RESULTS: A total of 37 revision operations following replacement of the cruciate ligaments of the knee joint were carried out; of these, 29 involved the articular cavity. An infectious agent was found in six cases (0.7 % of the total number of cruciate ligament replacements). Eight knees were treated for hematoma in the wound at site of graft collection and, in seven of them, Staphylococcus aureus was isolated (0.8 % of the total number of crucial ligament replacements). For recurrent problems the distal fixation material had to be removed in two patients at 6 and 12 months, respectively. Afterwards the patients were free from symptoms.

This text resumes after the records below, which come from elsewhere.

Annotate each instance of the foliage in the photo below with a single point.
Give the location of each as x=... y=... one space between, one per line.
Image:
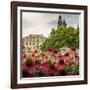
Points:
x=62 y=37
x=50 y=63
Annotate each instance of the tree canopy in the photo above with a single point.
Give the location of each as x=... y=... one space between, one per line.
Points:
x=63 y=36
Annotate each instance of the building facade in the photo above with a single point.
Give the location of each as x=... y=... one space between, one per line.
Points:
x=33 y=42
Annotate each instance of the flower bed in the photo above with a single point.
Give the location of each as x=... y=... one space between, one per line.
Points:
x=50 y=63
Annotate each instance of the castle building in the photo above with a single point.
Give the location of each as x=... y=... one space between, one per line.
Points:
x=33 y=42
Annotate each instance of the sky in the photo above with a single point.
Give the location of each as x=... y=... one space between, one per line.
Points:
x=42 y=23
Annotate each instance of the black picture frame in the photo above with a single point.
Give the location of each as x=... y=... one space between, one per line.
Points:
x=14 y=5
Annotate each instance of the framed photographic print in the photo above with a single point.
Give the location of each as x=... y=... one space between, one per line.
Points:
x=48 y=44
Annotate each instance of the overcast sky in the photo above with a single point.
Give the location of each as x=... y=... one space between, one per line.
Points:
x=42 y=23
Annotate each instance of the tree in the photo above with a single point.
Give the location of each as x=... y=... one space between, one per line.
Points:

The only risk factor for the development of infection was found to be previous surgery on the same joint.

DISCUSSION: The authors prefer early revision surgery in the cases showing signs of developing infection in the articular cavity or hematoma in the wound after graft collection. Therefore the results of positive cultivation were fewer in comparison with other relevant reports. In revision surgery on the articular cavity, the authors made a 2-cm incision on the lateral side of the suprapatellar recess, which enabled them to wash out all coagula, in comparison to other authors who recommend irrigation with the use of arthroscopic apparatus only. The early intervention made it possible to keep all grafts in situ. The only factor associated with a higher occurrence of complications in our patients was a previous operation on the same joint.

CONCLUSIONS: On the basis of their experience with arthroscopic replacement of the cruciate ligaments, the authors recommend an active approach if the development of infectious complications is suspected. In our patients, no persisting sequelae were recorded.